Kate grinned at him. “Does philosophy help you in your current position?”

“You can have no idea,” Berwick said. “I resort to philosophical reasoning on a daily basis when things get sticky.”

“Matters of precedence and such?”

“The prince’s relatives,” he said with some vehemence, “are an unruly lot. Did you meet Mr. Tippet last night?”

Kate frowned. “Rather pale and a bit plumpy?”

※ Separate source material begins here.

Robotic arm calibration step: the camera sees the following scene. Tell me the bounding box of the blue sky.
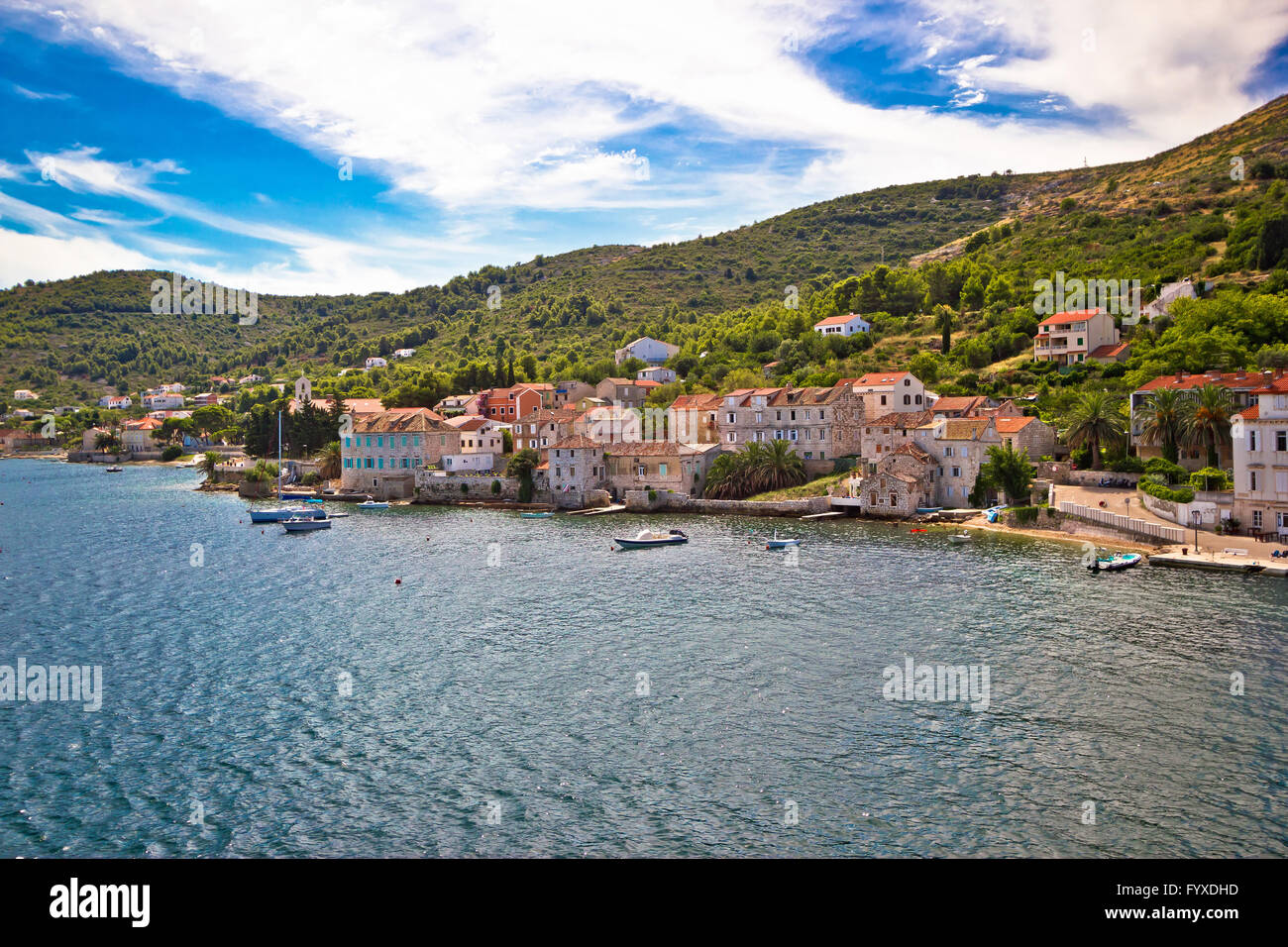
[0,0,1288,294]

“That’s he. Mr. Tippet is a reader attached to one of His Highness’s aunts. You might remember Princess Sophonisba by her penchant for wearing plumes.”

Kate brought to mind a fierce-looking woman with a bosom like a plow. “How nice that she has someone to read to her,” she said politely.

“Tippet reads palms. Or so he says,” Berwick added with an elegant touch of doubt. “At any rate, he is being driven quite mad by Prince Ferdinand, who demands that he read his palm over and over, searching for a better answer.”